Turning Trash Into First Aid

Granting medical supplies to nations in need.

Many of us do our bit for recycling. We collect plastic containers, glass bottles, cans and scrap paper to be used again. We give our clothes to a secondhand store or a charity, and perhaps compost leftovers instead of tossing excess food in the garbage.

But a Yonkers-based nonprofit has taken recycling to a whole new level.

In 2010 alone, the Afya Foundation collected more than one million pounds of unwanted medical and humanitarian supplies, such as crutches, wheelchairs, hospital beds, IV kits, surgical bandages, sutures, skin dressings and anesthesia machines. Instead of winding up in dumps and landfills, these items were sorted, boxed and shipped to developing countries in Africa, Asia, South America and the Caribbean, where they were put to immediate use to alleviate suffering and save lives.

Afya began in 2007, when what was intended as a vacation to Tanzania became a life-changing experience for Danielle Butin, an occupational therapist who teaches at Columbia University and formerly ran the Medicare divisions of Oxford and United Healthcare. Shocked and moved by the medical need she observed, Butin felt compelled to take action.

Butin set out to send unwanted supplies where they were desperately needed. Thus, Afya— “good health” in Swahili— was born. Early in 2008, the organization shipped its first container to Haiti and Dr. Paul Farmer’s renowned group Partners in Health.

That was two years before the disastrous Haitian earthquake, an event that forced Afya to learn how to respond quickly in a crisis.

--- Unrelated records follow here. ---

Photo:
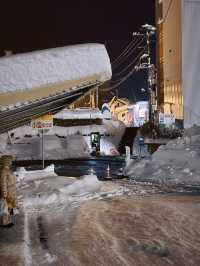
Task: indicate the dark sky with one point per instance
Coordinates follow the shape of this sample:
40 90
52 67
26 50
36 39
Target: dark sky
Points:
27 25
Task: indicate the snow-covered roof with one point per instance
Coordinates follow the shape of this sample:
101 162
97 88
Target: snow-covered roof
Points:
79 114
40 68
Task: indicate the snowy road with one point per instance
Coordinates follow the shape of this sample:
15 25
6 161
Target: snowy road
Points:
123 224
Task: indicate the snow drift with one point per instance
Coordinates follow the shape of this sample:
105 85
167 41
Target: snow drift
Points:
172 164
62 142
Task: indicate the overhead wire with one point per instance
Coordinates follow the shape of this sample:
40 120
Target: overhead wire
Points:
129 65
127 52
125 77
167 12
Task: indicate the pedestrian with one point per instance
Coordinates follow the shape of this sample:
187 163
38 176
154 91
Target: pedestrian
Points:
7 190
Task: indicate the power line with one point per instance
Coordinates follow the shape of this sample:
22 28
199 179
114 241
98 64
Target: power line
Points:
127 52
132 63
167 12
125 77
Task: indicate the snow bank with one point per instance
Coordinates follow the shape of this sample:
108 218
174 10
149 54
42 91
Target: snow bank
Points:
35 69
22 174
63 142
175 163
89 184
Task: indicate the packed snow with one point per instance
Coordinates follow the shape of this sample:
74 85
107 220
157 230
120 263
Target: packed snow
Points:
35 69
176 163
22 174
62 142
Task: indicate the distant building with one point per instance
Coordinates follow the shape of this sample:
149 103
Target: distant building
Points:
118 108
178 58
168 23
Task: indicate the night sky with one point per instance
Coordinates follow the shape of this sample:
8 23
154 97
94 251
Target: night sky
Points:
27 25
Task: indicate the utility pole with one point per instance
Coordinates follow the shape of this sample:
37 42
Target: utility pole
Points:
149 31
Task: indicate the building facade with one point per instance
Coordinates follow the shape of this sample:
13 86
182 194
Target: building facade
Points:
178 58
168 23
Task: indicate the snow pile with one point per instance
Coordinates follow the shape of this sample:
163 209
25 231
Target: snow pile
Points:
21 173
63 142
35 69
89 184
172 164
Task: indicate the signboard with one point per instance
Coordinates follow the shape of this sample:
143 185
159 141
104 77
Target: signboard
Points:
42 122
166 119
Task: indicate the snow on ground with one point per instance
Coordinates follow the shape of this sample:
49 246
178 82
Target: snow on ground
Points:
172 164
62 142
35 69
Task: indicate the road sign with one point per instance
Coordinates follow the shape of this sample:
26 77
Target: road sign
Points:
42 122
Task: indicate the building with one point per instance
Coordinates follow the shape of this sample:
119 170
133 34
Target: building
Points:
168 23
178 58
118 108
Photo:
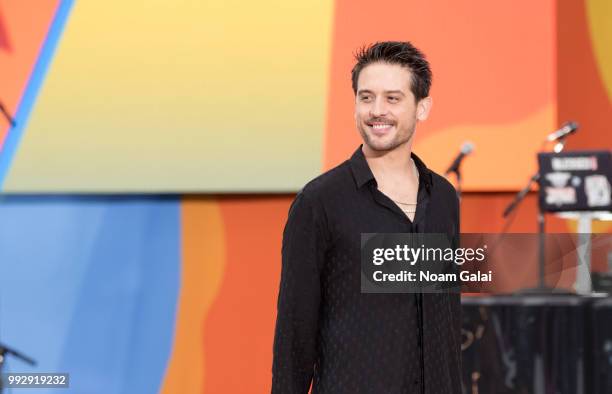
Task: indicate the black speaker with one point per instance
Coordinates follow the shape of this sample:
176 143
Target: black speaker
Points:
601 321
525 344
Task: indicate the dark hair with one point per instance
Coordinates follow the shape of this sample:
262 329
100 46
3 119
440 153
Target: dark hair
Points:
396 52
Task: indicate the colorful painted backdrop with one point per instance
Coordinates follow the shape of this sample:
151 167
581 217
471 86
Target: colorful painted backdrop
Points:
176 293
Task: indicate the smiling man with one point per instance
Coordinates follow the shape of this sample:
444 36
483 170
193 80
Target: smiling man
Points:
328 333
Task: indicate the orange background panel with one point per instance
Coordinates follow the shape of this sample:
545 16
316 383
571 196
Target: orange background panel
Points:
482 80
239 329
203 262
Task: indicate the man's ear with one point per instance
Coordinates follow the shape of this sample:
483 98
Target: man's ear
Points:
423 108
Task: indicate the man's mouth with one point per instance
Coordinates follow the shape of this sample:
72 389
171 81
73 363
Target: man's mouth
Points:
380 127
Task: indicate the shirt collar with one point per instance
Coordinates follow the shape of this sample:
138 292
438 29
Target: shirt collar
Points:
362 173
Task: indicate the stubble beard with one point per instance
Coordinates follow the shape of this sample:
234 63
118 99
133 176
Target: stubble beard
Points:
397 141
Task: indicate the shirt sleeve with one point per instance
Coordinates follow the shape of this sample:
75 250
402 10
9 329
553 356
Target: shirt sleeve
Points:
299 296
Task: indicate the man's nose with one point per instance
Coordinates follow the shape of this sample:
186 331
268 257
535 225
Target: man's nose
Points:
378 108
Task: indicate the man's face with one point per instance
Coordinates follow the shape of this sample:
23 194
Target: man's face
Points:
385 109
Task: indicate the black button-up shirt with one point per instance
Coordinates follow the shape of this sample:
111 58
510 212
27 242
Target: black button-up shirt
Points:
326 328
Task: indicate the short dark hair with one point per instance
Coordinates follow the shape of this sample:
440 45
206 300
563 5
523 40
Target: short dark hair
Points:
396 52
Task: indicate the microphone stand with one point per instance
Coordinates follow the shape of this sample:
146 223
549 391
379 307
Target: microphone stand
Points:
457 173
4 351
541 288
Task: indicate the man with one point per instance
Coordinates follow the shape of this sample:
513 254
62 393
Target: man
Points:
327 331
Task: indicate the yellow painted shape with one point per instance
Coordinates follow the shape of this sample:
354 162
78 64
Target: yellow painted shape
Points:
599 15
181 95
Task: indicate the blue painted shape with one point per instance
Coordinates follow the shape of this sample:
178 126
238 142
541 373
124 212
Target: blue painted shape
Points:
89 286
12 139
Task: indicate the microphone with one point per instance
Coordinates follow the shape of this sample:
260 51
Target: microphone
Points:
466 148
565 130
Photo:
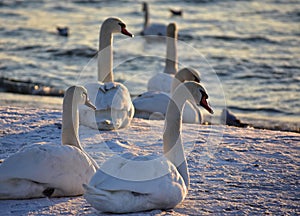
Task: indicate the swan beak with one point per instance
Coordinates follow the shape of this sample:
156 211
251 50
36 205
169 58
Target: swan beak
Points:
125 32
89 104
206 106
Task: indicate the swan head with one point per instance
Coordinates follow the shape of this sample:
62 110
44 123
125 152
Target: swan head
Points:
172 30
80 96
199 94
188 74
116 25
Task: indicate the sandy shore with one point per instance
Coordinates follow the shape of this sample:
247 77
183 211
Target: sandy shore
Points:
233 170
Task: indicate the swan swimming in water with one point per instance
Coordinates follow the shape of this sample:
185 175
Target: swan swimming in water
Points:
112 99
129 183
163 81
51 170
153 104
152 28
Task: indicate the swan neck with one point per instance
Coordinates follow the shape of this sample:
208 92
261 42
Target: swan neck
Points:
105 55
172 140
171 56
146 15
70 122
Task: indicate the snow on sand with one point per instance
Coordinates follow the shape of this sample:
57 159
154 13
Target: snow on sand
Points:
233 170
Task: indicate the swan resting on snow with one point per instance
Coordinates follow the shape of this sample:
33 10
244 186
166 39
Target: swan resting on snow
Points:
51 170
153 104
112 99
130 183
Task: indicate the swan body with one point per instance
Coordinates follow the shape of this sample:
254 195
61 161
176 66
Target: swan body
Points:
112 99
153 28
163 81
44 170
130 183
146 104
113 107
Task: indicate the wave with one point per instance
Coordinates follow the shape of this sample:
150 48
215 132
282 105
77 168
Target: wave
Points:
253 39
262 109
77 51
28 87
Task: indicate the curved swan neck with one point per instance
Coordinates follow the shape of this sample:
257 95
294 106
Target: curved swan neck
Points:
172 141
171 55
146 15
178 79
105 55
70 121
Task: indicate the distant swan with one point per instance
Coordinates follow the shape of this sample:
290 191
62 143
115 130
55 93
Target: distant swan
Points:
153 104
162 81
153 28
51 169
112 99
130 183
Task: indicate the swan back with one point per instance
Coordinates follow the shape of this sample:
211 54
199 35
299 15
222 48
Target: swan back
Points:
185 74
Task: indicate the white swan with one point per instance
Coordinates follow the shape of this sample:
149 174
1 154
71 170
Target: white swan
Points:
153 104
129 183
162 81
112 99
153 28
51 169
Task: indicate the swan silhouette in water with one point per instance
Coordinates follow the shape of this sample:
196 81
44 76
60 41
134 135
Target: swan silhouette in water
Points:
112 99
153 104
162 81
152 28
51 170
130 183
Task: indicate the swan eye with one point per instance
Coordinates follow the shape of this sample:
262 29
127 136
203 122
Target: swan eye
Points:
204 95
196 79
84 95
122 25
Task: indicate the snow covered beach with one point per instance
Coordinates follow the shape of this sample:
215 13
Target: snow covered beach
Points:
233 170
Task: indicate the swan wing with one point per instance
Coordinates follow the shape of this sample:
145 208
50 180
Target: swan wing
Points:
64 168
160 82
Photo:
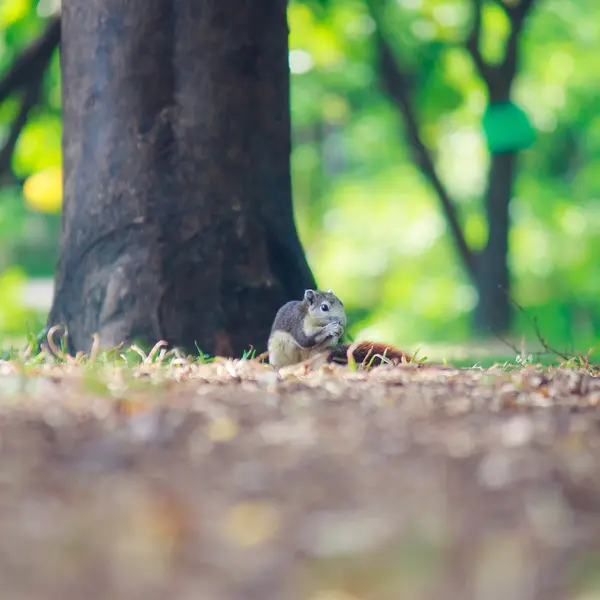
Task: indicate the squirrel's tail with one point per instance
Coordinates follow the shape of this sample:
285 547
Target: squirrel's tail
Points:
368 354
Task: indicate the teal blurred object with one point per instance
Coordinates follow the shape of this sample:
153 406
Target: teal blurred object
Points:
507 128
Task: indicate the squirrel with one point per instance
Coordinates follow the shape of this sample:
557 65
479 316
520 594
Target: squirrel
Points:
305 328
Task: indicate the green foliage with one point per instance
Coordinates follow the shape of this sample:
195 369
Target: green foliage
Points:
367 217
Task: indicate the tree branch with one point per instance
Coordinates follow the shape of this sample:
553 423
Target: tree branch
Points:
395 83
32 59
27 72
472 43
30 98
516 15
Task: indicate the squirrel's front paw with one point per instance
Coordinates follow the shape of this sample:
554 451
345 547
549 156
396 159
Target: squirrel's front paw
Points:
334 329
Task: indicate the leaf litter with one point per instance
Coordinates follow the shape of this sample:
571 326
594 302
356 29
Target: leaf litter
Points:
228 480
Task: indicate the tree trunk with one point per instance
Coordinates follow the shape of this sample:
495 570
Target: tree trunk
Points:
493 310
177 216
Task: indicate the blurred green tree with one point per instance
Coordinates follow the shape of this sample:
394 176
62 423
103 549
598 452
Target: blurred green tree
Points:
508 131
368 214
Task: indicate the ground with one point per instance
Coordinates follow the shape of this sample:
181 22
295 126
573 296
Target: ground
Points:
227 481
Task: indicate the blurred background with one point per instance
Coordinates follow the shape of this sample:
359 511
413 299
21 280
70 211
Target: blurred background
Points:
398 112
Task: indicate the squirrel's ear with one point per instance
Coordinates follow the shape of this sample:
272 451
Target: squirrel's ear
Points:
309 296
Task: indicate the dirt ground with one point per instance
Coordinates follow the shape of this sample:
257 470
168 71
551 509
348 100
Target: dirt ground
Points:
226 481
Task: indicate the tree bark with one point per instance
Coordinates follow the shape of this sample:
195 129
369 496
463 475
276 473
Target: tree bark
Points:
493 280
177 215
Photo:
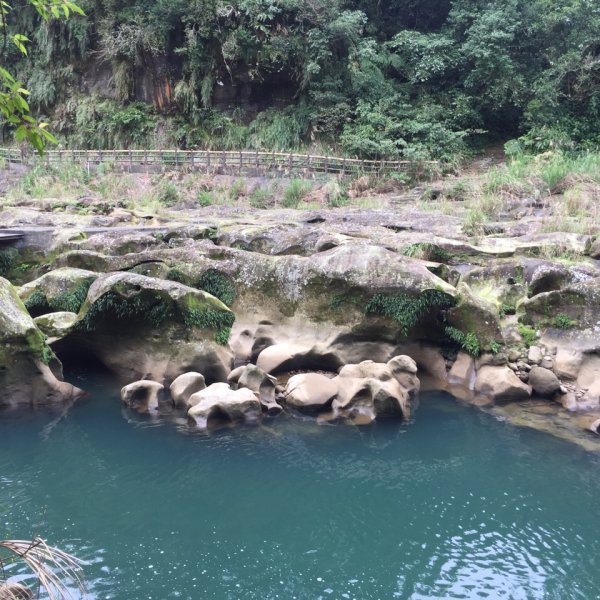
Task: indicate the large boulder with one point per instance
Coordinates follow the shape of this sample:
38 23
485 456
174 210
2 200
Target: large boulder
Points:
185 386
61 290
463 371
476 314
284 357
145 328
56 325
28 367
259 382
544 382
369 389
310 391
142 395
219 402
500 384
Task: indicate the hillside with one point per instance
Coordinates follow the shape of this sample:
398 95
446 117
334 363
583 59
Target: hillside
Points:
430 79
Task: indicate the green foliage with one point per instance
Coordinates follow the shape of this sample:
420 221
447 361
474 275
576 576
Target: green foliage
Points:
37 303
166 192
219 285
406 79
427 251
14 106
467 341
260 197
528 334
562 321
222 336
407 310
495 347
205 198
72 300
336 192
8 258
295 192
111 310
208 318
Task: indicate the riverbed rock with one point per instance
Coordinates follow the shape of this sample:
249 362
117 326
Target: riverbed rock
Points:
219 401
142 395
145 328
568 362
369 389
28 367
15 591
259 382
185 386
544 382
56 325
535 355
60 290
280 358
463 371
500 384
310 391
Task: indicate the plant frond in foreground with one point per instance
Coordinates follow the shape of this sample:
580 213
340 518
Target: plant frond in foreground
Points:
51 566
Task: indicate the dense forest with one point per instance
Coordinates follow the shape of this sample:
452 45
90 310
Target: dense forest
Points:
409 78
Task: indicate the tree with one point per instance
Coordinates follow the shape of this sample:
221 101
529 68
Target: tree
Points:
13 96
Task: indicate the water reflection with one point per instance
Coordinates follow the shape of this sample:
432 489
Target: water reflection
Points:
455 505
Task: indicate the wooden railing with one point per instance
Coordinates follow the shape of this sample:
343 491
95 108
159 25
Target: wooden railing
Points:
226 160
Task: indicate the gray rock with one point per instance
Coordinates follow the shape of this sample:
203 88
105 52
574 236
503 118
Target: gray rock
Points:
544 382
142 395
218 401
185 386
535 355
500 384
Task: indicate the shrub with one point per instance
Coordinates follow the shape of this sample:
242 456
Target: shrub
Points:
167 193
296 191
562 321
528 334
260 197
469 342
205 198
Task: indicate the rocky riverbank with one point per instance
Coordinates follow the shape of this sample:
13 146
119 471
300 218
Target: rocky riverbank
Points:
499 319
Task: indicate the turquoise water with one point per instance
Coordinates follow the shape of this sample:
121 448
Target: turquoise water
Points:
454 505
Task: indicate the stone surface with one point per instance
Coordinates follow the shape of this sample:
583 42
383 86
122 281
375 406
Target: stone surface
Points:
142 395
64 289
463 371
310 391
544 382
28 368
185 386
567 363
56 325
535 355
500 384
262 384
370 389
219 402
146 328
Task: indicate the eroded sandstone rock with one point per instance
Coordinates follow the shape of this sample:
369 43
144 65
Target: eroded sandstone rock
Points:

Within days, the first of 28 40-foot containers full of mattresses, blankets, pillows, surgical packs, respirator masks and backboards was en route. When massive floods inundated Pakistan in July 2010, Afya responded quickly once again.

More recently, the earthquake and tsunami in Japan inspired a partnership with Zaro’s Bakery to solicit donations at its Grand Central and Penn Station locations in New York City. The money collected there and from other generous donors helped Afya gather and ship thousands of pounds of urgently needed materials.

“Before I started Afya, I had worked with the aging for 27 years,” Butin says. “So some of the most initially compelling images for me were Japanese elders freezing outside, covered only with a blanket. Knowing this was happening in a country where there is such honoring of the elders galvanized me to respond.”

Butin’s organization depends on a network of donor hospitals, health organizations, corporations and individual households. Staff members and volunteers are also crucial. A tiny paid staff and legions of volunteers of all ages fill its huge warehouse day after day with laughter, energy and good will. Afya’s volunteers are the heart of the organization.

On a typical morning during the early spring, dozens of teenagers from Heschel High School in Manhattan and a small group of adults from the Riverdale Mental Health Association sorted and packed mountains of medical supplies bound for a floating clinic in Lake Tanganyika, Tanzania. Meanwhile, a midwife preparing to take three NYU students to Haiti collected the equipment for her team. In the afternoon, a group of surgeons and anesthetists with the Health and Humanitarian Aid Foundation (HHAF) chose items for a trip to Ghana.

Afya’s volunteers come from diverse walks of life. They are students of different races, religions and ethnicities, as well as doctors, nurses, teachers, parents, children and members of at-risk populations. Volunteers are encouraged to take leadership roles and start their own initiatives. The boys from Children’s Village in Dobbs Ferry work at the warehouse regularly and, because of their enthusiasm and muscle power, are in charge of loading the big truck. A Philadelphia schoolteacher organizes a fundraising dinner. A family donates a wheelchair and a walker after the death of a grandparent, allowing the equipment to have a new life helping someone else.

“The beauty of our model is that it gets at the heartbeat of philanthropy,” Butin says. “It’s really being involved in every aspect of what it’s like to give— being here getting your hands in the stuff, going though your stuff at home, offering a blessing to people who have nothing. To know that your hands were the last things to touch something before it is unpacked in Haiti or Malawi or Japan and then to go out and raise money for something you’ve been intrinsically involved in is a beautiful collective circle.”

There are people suffering all around the world because of a lack of items we throw away. Afya takes that appalling circumstance and turns it into a way to help. Butin and her staff are always in need of funds, supplies and helping hands. “This isn’t a sprint,” she says. “It’s a marathon.”